Last year, the rental market in North Texas was on fire. Properties sprang up and people flocked to the city for relocations while builders worked to keep pace with demand.
In 2014, renters leased units nearly as fast as they emerged on the market. Things appear to be different this year, with reports indicating a decline in apartment building in the DFW area. Here’s an overview of the declining apartment market in this area.
Declining Apartment Construction in DFW
Although apartment developers in North Texas are increasing construction to the maximum level in decades, the demand for new units has declined. Industry experts reveal that apartment leasing in the first quarter was at the lowest rate in three years in the Dallas-Fort Worth Area.

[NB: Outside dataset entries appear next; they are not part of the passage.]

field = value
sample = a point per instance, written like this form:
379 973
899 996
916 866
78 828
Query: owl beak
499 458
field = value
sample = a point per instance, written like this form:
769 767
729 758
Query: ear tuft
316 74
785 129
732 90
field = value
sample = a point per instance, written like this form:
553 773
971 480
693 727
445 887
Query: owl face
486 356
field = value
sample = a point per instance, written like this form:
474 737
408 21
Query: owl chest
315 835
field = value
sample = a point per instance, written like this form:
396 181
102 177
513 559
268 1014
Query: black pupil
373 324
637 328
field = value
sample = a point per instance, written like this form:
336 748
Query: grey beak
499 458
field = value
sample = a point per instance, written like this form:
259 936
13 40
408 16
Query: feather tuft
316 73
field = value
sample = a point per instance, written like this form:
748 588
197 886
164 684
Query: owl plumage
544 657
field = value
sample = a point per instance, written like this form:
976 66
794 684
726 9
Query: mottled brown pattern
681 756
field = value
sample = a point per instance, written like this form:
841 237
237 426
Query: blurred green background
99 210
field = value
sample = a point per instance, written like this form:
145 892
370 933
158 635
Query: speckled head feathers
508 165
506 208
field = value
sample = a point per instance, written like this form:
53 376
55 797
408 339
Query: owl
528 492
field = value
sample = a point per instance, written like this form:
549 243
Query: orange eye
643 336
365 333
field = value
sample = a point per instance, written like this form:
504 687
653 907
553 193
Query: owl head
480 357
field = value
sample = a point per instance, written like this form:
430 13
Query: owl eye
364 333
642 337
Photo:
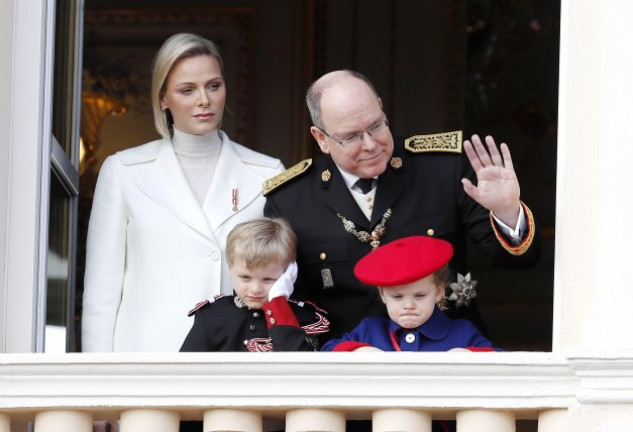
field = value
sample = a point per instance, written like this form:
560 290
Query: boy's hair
261 242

During the initial three months this year, net apartment leasing totaled 1,989 units in this area. Simultaneously, developers completed 5,763 new apartments. Moreover, over 43,000 D-FW rentals are still under construction.
In fact, there are more apartments under construction in North Texas than other areas in the country. With a weakening demand and aggressive building activity, it appears the area should anticipate a competitive leasing environment.

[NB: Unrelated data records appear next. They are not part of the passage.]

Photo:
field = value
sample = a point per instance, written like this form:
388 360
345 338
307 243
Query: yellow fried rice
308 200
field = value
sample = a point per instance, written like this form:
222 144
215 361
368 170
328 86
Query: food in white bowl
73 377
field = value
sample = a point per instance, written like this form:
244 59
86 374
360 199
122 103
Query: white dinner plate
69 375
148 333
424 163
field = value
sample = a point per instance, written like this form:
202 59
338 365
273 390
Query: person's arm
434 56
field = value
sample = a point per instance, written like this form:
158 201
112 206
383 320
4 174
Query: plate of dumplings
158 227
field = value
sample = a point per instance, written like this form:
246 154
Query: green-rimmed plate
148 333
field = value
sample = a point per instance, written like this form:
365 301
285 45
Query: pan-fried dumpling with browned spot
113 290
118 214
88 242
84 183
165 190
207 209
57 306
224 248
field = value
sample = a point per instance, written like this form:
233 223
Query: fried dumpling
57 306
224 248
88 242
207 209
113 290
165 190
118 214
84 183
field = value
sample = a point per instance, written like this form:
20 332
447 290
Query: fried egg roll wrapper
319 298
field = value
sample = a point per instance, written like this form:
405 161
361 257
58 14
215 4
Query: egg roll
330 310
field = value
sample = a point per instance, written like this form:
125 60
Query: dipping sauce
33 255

Analysts expect rent growth to decline to 4-4.5%, which is still a strong number by historical standards. Approximately 5% of D-FW apartments are vacant and the slowdown in leasing appears to be the result of increased caution by consumers.

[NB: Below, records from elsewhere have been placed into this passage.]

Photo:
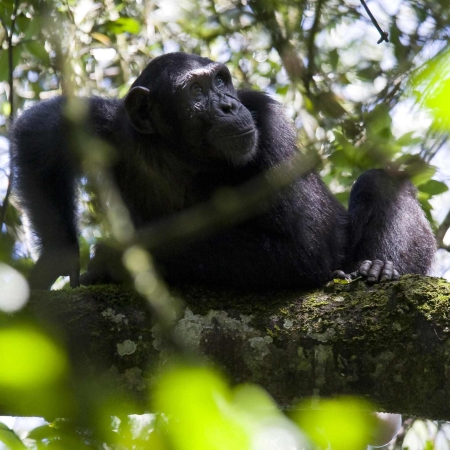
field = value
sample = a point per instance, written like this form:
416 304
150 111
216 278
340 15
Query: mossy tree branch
388 342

The market also reveals disappointing home sales and more renters are staying put rather than relocating to newer, more costly properties. Analysts are however optimistic and assert that a bad leasing quarter isn’t sufficient to set a trend. Nevertheless, a decline in renter demand could signal investors and builders to postpone projects.
Home Construction Declines in the U.S.
In the U.S., new home construction cooled unexpectedly in January and housing starts fell 3.8% to a 1.1 million annualized rate. Reports also reveal that all the regions in the U.S. recorded a decline in construction.
Permits also declined 0.2%, revealing little scope for construction rebound in February this year. The decline in starts in January was led by a 3.9% decline in construction of single-family houses. Furthermore, there was a 3.7% decline on multifamily homes, for instance apartment buildings and condominiums.
On the same note, analysts reveal that builders are very cautious to increase spending for fear of an economic downturn. Although analysts expect continued demand for new housing and increased prices, builders are not accelerating new construction.
According to reports, housing demand would gain from faster income growth and more broad-based credit access, enabling more Americans to capitalize on low mortgage rates.
Experts also expect demand to advance in the longer term because more young adults who postponed home ownership are improving their finances and starting to buy entry-level homes in a major way.
Factors Influencing the Real Estate Market
Real estate represents a considerable portion of most people’s wealth, especially for numerous homeowners in the U.S. Some of the factors affecting this market include:
Interest rate changes can influence your ability to buy a residential property greatly. That’s because as the rates decline, the cost to get mortgage also decreases, creating a higher real estate demand. On the other hand, higher interest rates result in lower demand.
Economic indicators such as employment data and GDP measure a country’s economy. In general, a sluggish economy results in a slow real estate market. However, the economy’s cyclicality can have differing effects on varying kinds of real estate.
Although the D-FW area is showing a decline in apartment construction, experts and analysts assert that this is unlikely to continue throughout the year. For this reason, consumers can expect new projects within the year.